Brent had hit me many times. This felt similar. I closed my eyes again and forced my brain to rewind back to the last thing I remembered, but there was nothing. Just a black hole in my memory.

Had Brent found me? This wasn’t his basement, though. I’d recognize that place anywhere - it had starred in my nightmares many times.

My heart rate climbed as adrenaline flooded my system. I was an idiot. I’d let the guys lull me into a false sense of security. Just because they were strong, it didn’t mean the cabin was safe. If I was here, locked in a room, someone had found me.

The girl looked at me curiously, her black eyes alive with intelligence.

“You’re pretty. That might be why they took you.” While I was having a panic attack, she seemed curiously unfazed.

“How did you end up here?” I asked. The girl was young; younger than me. I couldn’t let panic overwhelm me. I wasn’t the only one stuck in this place. It sounded like there were a few girls with us. There wasn’t much I could do, but I had to keep my wits about me.

“I had a fight with my boyfriend. He left me alone in a bar and some older guy bought me a drink. It knocked me out long enough for him to throw me in the back of a van. When I woke up, I fought like hell, but he must have injected me with something that weakened my wolf.”

“How long have you been here?”

“Not sure. At least a week. Maybe longer. There are no clocks or windows, so it’s hard to tell.”

She had to be a shifter. No human girl would be this relaxed about being locked up in a freezing-cold concrete cell. “Which pack are you from?”

Her eyes widened in surprise. “Oh, you know about shifters?”

“Yes, I’m mated to three of them.”

“But you’re…human?”

It didn’t sting. I had bigger problems right now than worrying about what people thought of me.

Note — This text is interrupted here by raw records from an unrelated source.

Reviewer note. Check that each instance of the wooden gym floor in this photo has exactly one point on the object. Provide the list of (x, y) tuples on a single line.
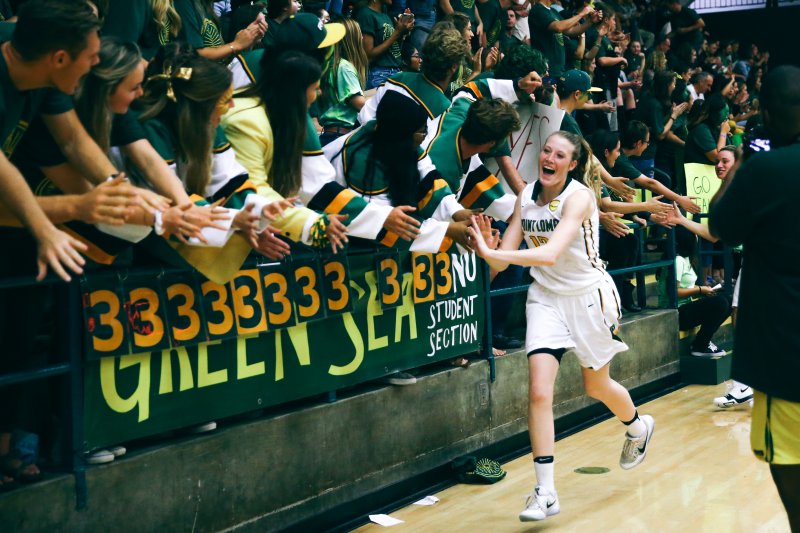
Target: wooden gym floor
[(699, 476)]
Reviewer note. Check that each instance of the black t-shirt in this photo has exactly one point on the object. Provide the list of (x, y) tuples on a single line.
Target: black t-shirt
[(651, 112), (39, 150), (19, 108), (683, 19), (766, 344)]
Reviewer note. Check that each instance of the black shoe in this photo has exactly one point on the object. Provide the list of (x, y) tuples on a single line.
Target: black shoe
[(628, 301), (505, 343)]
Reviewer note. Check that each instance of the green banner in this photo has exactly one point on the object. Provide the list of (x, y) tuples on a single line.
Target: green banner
[(301, 329)]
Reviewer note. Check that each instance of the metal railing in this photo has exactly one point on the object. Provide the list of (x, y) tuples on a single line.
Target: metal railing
[(70, 326), (639, 270)]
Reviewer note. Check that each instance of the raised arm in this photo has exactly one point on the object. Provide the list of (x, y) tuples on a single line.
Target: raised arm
[(577, 208)]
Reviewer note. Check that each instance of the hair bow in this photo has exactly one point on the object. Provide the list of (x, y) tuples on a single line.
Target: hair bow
[(183, 73)]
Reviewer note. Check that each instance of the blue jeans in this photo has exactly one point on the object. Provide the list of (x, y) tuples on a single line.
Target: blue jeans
[(378, 75)]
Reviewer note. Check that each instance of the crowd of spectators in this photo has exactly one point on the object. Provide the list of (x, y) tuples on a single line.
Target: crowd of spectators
[(193, 133)]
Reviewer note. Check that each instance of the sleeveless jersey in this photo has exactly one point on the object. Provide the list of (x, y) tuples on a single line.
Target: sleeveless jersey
[(579, 269)]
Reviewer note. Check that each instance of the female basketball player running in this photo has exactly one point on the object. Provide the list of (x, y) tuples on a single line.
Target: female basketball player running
[(572, 304)]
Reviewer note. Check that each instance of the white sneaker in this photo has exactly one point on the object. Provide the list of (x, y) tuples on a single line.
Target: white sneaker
[(99, 457), (399, 378), (635, 449), (540, 504), (738, 393), (712, 350)]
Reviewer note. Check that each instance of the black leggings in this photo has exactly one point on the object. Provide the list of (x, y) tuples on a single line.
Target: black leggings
[(709, 313)]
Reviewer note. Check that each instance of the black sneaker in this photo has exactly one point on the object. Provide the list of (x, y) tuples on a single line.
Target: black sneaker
[(709, 351)]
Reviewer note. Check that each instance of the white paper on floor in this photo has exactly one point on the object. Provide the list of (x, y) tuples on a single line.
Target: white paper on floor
[(384, 520)]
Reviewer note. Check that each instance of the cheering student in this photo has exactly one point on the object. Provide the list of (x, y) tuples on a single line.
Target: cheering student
[(572, 305)]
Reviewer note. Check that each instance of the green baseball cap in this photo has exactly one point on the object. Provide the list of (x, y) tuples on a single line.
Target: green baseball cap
[(577, 80)]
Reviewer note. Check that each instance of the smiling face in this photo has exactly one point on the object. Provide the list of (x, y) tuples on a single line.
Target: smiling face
[(512, 19), (128, 90), (68, 71), (725, 160), (555, 161)]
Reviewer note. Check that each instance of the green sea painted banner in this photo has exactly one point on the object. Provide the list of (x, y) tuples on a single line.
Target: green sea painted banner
[(173, 350)]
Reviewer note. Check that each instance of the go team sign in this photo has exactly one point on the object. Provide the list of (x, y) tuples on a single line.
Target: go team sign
[(173, 350)]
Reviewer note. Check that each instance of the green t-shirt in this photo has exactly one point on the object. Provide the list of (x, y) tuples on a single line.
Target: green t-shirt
[(132, 21), (701, 140), (550, 43), (198, 28), (355, 156), (468, 8), (651, 112), (684, 274), (380, 27), (494, 18), (423, 91), (568, 123), (347, 85), (19, 108)]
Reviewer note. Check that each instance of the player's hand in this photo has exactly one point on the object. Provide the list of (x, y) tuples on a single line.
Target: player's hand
[(108, 203), (490, 235), (466, 214), (459, 232), (274, 210), (618, 185), (612, 223), (476, 239), (687, 203), (150, 200), (654, 206)]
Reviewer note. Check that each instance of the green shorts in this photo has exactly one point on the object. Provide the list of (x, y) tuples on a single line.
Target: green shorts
[(775, 429)]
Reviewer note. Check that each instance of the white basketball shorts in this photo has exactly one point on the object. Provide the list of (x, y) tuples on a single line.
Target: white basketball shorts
[(587, 323)]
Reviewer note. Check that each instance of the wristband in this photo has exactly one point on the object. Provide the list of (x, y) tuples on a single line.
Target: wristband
[(158, 223)]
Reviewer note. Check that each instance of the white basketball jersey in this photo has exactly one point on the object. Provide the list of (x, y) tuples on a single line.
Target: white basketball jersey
[(579, 269)]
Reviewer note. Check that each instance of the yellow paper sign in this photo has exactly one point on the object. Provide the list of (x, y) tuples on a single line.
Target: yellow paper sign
[(702, 182)]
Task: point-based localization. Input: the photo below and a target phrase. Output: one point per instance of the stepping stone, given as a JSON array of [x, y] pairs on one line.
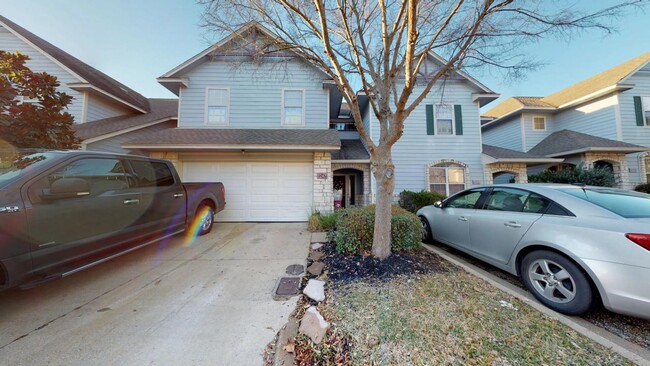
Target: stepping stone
[[316, 268], [315, 290], [295, 269], [315, 255], [313, 325]]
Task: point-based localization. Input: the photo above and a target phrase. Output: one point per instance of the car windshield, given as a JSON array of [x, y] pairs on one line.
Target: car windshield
[[628, 204], [13, 164]]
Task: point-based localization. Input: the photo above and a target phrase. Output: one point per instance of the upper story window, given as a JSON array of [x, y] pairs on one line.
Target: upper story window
[[293, 108], [217, 106], [645, 101], [539, 123], [444, 119]]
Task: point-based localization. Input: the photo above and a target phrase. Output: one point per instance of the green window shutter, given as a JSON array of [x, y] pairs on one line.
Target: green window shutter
[[430, 128], [638, 111], [458, 115]]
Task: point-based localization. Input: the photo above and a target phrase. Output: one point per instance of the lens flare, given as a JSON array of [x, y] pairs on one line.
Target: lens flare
[[193, 231]]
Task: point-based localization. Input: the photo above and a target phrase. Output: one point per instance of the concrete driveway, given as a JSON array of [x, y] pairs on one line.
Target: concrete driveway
[[208, 303]]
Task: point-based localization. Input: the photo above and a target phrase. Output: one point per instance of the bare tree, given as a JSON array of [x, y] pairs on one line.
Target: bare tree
[[380, 46]]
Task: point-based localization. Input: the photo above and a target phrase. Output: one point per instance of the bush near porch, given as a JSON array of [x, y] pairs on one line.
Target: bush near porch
[[603, 177], [413, 201], [355, 229]]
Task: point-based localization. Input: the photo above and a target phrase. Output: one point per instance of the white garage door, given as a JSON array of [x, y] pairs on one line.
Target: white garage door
[[258, 191]]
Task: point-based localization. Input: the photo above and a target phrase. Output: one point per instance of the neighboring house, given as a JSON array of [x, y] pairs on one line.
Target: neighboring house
[[601, 121], [95, 95]]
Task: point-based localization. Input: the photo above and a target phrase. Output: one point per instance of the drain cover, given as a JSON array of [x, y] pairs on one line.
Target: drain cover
[[288, 286], [295, 269]]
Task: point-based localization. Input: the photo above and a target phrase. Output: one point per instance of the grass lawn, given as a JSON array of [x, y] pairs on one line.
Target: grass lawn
[[443, 317]]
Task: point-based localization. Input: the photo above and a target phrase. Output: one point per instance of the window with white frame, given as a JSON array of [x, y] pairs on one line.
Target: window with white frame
[[444, 119], [293, 108], [539, 123], [446, 179], [218, 101]]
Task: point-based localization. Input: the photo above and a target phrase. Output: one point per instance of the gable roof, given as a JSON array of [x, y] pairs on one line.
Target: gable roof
[[162, 110], [502, 155], [607, 78], [598, 85], [87, 73], [567, 142], [173, 76]]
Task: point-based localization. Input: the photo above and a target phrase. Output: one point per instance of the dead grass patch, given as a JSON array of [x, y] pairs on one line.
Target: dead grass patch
[[452, 317]]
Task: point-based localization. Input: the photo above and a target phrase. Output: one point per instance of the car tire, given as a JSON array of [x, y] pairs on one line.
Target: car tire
[[427, 237], [557, 282], [205, 214]]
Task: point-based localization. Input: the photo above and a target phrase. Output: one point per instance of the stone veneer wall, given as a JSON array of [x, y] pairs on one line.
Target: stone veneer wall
[[619, 163], [365, 198], [518, 169], [323, 194]]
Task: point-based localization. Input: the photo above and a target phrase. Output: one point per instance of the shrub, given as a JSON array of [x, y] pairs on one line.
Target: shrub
[[324, 222], [413, 201], [355, 230], [603, 177], [645, 188]]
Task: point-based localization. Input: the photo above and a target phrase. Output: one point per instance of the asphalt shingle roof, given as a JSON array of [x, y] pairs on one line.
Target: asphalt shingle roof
[[566, 141], [264, 137], [160, 109], [576, 91], [351, 150], [90, 74], [501, 153]]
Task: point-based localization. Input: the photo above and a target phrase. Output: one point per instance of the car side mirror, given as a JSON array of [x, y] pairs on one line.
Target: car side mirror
[[66, 188]]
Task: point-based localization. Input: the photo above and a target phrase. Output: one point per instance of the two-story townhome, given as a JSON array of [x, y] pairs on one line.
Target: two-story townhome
[[601, 121], [95, 96]]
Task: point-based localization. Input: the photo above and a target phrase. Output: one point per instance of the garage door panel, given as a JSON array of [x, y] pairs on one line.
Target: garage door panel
[[259, 191]]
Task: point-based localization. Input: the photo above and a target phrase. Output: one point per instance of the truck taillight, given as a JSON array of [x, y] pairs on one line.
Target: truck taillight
[[640, 239]]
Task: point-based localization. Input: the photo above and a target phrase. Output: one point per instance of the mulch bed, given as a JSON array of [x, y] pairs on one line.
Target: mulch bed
[[344, 269]]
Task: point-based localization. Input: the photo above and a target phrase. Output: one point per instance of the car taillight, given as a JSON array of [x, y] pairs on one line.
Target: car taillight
[[640, 239]]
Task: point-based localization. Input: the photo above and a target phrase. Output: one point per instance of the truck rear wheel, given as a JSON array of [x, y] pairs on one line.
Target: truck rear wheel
[[205, 215]]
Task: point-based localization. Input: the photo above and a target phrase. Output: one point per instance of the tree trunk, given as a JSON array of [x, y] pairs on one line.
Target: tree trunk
[[384, 172]]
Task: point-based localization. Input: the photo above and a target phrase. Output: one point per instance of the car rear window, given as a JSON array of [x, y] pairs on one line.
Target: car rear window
[[628, 204]]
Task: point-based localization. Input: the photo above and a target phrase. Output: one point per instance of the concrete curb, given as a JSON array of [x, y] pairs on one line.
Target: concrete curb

“Last time I checked, yeah.”

“I’m sorry. I didn’t mean that in a nasty way. It’s just unusual for shifters and humans to mate. Who are your mates, anyway?”

“Cole, Silas, and Tanner. So which pack?”

“Oh my, I can’t believe those assholes have finally found a mate! The Lone Pine pack. My dad’s a trusted beta.” Her face fell and some of the bravado slipped for the first time. “He’ll be worried about me.”

“We were there a couple of days ago, for the Full Moon Party.”